地球環境問題に深く関わっていきたい、核廃絶したい、あるいは世界の人権問題の解決のために全力を尽くしていきたい、世界の国々が協力すればどのような難問も乗り越えていけるというオバマ流の考え方、すなわち「私たちは人々の協力によって世界史をよい方向に変えることができるのだ」というメッセージで演説を結ばれました。

 演説の際にオバマ大統領の左右にはプロンプターが掲げられていましたが、殆どプロンプターに目をやることはなく、誰が聞いてもわかりやすい明確な表現で流暢に話を終えられ、サントリーホールをうめた1,500人の聴衆はスタンディングオベーションで大歓迎の意を表しました。さすがにアメリカの激しい選挙戦を通じて選ばれたアメリカの歴史を変えようとしている大統領ならではと思いました。オバマ大統領の印象を一言で表すと「さわやかなオーラの人」でした。

オバマ大統領のアジア演説02
(オバマ大統領のパンフレット/米国大使館編集・発行)

 実はこのオバマ大統領がアジア演説を実現する上で、私にはある特別な関わりがありましたので、このブログでご紹介させていただきます。

 私は現在、日本フィルハーモニー交響楽団の理事長をしておりますが、この11月14日の午前中のオバマ大統領が演説をされた時間は午後から定例のオーケストラの演奏会を開く、日本フィルハーモニー交響楽団のリハーサルの時間でした。

 1週間ほど前に、ホワイトハウスからサントリーホールのその時間帯を使わせてもらいたいとホールに連絡があり、ホールから私の親友の日本フィルハーモニー交響楽団の平井専務理事に連絡があったそうです。しかし、「リハーサルの時間を提供する理由については誰にも明かさないでくれ」ということで、平井専務理事は難しい立場に立たされました。

 音楽家は芸術家であり、自分の納得しないことを簡単に受け入れないことを平井専務理事はよく知っていたからです。しかし、「理由は明かせないがこの時間を空けてくれ」という平井専務理事の誠意をもった頼みに、楽団員は快く応じてくれました。これがホワイトハウスに伝えられると、ホワイトハウスは大変喜んだそうです。オバマ大統領の訪日2日前にそれがオバマ大統領の演説のためだとわかり、関係者はその準備のために奔走しました。

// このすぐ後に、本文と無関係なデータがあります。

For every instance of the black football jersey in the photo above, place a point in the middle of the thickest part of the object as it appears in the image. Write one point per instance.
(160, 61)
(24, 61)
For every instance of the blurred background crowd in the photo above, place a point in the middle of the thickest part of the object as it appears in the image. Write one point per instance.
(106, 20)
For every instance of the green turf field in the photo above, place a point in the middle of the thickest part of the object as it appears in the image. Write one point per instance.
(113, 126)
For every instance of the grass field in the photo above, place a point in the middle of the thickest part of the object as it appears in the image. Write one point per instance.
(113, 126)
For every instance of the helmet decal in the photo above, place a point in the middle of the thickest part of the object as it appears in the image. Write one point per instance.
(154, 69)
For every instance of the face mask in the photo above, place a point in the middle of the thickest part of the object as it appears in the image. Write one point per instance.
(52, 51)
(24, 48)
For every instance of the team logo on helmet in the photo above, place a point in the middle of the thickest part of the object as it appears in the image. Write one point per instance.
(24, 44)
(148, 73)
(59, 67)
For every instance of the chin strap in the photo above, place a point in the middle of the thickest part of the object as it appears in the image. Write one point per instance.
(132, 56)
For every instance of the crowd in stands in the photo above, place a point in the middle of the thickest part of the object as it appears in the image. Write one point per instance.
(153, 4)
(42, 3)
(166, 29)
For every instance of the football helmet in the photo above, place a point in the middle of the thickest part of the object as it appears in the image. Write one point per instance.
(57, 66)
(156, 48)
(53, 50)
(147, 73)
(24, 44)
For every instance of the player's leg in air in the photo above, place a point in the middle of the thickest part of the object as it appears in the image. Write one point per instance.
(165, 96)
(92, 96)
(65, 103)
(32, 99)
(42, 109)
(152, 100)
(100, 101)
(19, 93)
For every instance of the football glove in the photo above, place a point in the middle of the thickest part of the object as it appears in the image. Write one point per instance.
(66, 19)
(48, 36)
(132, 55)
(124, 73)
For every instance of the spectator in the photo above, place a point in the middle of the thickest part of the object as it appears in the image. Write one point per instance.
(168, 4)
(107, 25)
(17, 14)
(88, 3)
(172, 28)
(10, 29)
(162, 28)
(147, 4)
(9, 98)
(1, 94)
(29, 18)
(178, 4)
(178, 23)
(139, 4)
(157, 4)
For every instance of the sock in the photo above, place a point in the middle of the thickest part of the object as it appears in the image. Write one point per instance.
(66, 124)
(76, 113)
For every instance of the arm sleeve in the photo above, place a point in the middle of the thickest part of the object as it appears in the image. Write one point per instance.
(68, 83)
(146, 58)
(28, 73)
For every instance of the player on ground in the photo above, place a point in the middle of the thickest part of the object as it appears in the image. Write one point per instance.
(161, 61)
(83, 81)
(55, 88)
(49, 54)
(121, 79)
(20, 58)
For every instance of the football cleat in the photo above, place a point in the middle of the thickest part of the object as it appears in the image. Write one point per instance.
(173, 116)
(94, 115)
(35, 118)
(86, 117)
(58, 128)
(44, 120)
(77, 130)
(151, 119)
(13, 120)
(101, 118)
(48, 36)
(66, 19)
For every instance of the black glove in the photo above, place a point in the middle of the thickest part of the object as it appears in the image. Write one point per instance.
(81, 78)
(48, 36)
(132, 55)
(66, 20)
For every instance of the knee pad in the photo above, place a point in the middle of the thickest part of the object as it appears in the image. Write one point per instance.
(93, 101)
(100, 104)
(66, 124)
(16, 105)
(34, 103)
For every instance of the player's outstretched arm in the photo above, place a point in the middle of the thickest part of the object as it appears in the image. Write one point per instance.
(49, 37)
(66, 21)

 当日は、日本フィルハーモニーのソロ・コンサートマスターの扇谷氏(ヴァイオリン)、コンサートマスターの江口氏(ヴァイオリン)、ヴィオラの小池氏、チェロの江原氏、クラリネットの伊藤氏の5人が演壇に上がり、室内楽のかたちでモーツァルトの「アイネ・クライネ・ナハトムジーク」、「クラリネットクインテット(五重奏曲)」ハイドンの「ひばり」を演奏しました。会場の1,500人が30分ほどの日本フィルハーモニー交響楽団の演奏を聴いて、ある種の深い洗練された空気が会場を満たすのが感じられました。そして、そうした演出をしておいたうえで、オバマ大統領が登場するという誠に絶妙なアレンジでした。

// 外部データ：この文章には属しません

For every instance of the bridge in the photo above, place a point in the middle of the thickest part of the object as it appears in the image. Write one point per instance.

 オバマ大統領は演壇に立つ前に、楽団員たちの労をねぎらって演奏を終えた5人の演奏家と楽屋で密かに記念写真を撮ってくれたとのことです。ホワイトハウスから楽団員に謝礼はありませんでしたが、楽団員たちはオバマ大統領と写真を撮ったことが何よりも記念になったはずです。オバマ大統領は、芸術を愛する大統領でもありました。